13) 4 p.m. Art in the Alps
St. Moritz and the Engadin Valley that encompasses it have a long history of attracting artists and intellectuals — Friedrich Nietzsche, Alberto Giacometti, Thomas Mann, Hermann Hesse and Giovanni Segantini, among them. In recent years, that cultural legacy has flowered anew, with the openings of contemporary art venues like the Muzeum Susch, the Stalla Madulain, the artist Not Vital’s castle-turned-gallery and the art-filled Hotel Castell, all in the surrounding valley. A stroll around the town itself offers its own enlightening treats.
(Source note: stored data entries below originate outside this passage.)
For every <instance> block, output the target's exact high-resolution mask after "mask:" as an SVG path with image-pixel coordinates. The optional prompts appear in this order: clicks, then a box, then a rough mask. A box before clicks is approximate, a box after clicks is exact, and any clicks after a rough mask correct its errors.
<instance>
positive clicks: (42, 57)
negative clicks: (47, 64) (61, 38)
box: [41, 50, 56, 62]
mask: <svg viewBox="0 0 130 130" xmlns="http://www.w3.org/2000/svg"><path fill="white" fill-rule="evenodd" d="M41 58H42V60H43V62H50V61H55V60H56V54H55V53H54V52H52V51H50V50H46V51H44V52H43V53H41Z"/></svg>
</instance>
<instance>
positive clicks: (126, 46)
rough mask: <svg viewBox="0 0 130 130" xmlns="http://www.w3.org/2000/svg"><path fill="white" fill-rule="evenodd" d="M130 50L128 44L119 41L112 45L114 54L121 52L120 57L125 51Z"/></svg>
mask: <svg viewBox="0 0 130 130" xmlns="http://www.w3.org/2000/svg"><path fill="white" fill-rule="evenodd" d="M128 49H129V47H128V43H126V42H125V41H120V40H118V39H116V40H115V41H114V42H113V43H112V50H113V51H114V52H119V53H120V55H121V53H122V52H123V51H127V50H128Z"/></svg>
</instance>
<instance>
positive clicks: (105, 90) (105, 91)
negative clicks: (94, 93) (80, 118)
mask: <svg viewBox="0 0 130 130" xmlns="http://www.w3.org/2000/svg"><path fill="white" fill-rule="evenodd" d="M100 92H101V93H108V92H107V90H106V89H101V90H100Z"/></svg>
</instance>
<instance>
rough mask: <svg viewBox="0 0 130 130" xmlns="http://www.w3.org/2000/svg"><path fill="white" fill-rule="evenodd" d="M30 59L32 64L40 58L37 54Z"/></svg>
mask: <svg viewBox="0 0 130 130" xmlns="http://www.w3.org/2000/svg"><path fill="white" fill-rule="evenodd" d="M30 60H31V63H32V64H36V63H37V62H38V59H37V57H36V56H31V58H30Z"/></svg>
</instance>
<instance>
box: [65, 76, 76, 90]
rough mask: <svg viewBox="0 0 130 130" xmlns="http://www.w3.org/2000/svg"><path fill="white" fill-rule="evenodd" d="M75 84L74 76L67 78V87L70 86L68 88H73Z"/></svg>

Stop by the Segantini Museum before it closes in March for renovations to view the artist’s works, including his significant “Life, Nature and Death” triptych. In a sign of St. Moritz’s burgeoning importance in the art world, Hauser & Wirth opened with a Louise Bourgeois show in a three-story Via Serlas space in December.
Lodging
There are several three-star hotels that possess a fair amount of comfort and decorum, and cost a fraction of luxury lodgings. Built in 1875, the Hotel Reine Victoria retains some of the tasseled curtain and gilded charm of its Belle Époque origins; its relatively bargain-priced rooms start at 175 Swiss francs and include entrance to the neighboring Ovaverva bathhouse.
Airbnb can provide some relief off-peak, but on average, a one-bedroom apartment is still pricey, costing from 225 to 1,200 Swiss francs a night, with prices surging drastically during holiday weeks.
The Kulm, one of St. Moritz’s grand hotels and the first to open its doors here in 1856, offers both an august history and a slew of newly renovated rooms by the designer Pierre Yves-Rochon that feature fragrant, native stone pine wood. Doubles start from 545 Swiss francs. The spa and heated outdoor pool, like most of the balconied rooms, overlooks the lake and mountains.